Мы дошли до сараев. На одном из этих двухэтажных «кораблей», на перилах мостика, что тянулся вдоль второго этажа, сидел головастый, широколицый хлопец в клетчатой рубашке и синих брезентовых штанах, которые сразу привлекли мое внимание. Я таких штанов еще не видел. На них было бесчисленное множество металлических заклепок. Как будто не из материи были эти штаны, а из железа, и не шиты, а клепаны.

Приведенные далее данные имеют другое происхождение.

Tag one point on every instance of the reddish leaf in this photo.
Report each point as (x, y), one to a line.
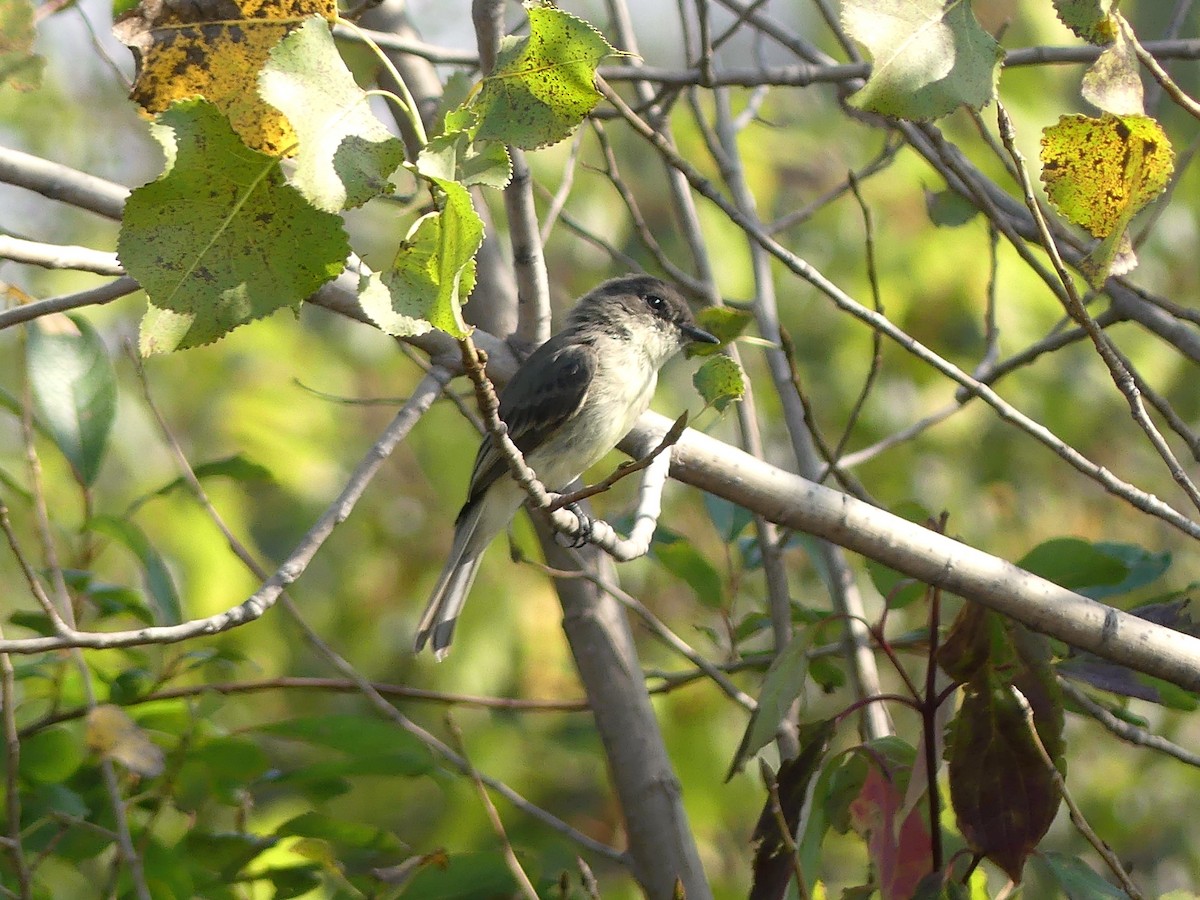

Увидев этого хлопца в «железных» штанах. Валька закричала:

— Эй, Будка! Ты опять вчера звонил к нам? Если не перестанешь звонить, ох тебе за это и будет!

— Отвали, — сказал Будка и сплюнул сквозь зубы.

— Вот увидишь, увидишь! — не унималась Валька.

— Закрой свой гроб и не греми костями! — презрительно скривился Будка.

— В чем дело? — ледяным тоном спросил Ява.

Я увидел, как он побагровел. Нам все было ясно и без Валькиных объяснений, но мы все-таки подождали, пока она не сказала:

— Вот взял моду — звонит и убегает. Развлекается!

Ява кинул на меня взгляд-молнию, от которого стало жарко внутри:

— Павлуша, идем!

Мы бросились к деревянной лесенке, которая вела на второй этаж сарая.

— Да куда вы, хлопцы? Бросьте! Будете еще с хулиганом связываться! — закричала Валька (она думала, что нас влекут лишь благородство и рыцарские чувства).

Но мы, не слушая ее, торопливо взбирались по ступенькам, топая, как моряки во время аврала. Бежать Будке было некуда, да он и не собирался бежать. Он только слез с перил и стоял, прислонившись к ним спиной и сложив на груди руки. Он был приблизительно одного возраста с нами, но крепче и шире в плечах. Но мы у себя на выгоне привыкли и не к таким противникам.

— Звонишь, значит! Тикаешь, значит! — шипел Ява, подступая к Будке.

Будка даже позы не изменил, так и стоял со скрещенными на груди руками. Только процедил сквозь зубы:

— Не тяни щупальца, а то копыта протянешь! Я занимаюсь самбо и знаю такие приемчики, что вы у меня тут же послетаете вниз, как груши.

— П-посмотрим! — прошипел Ява и неожиданно схватил Будку за ухо, да не двумя пальцами, а всей пятерней.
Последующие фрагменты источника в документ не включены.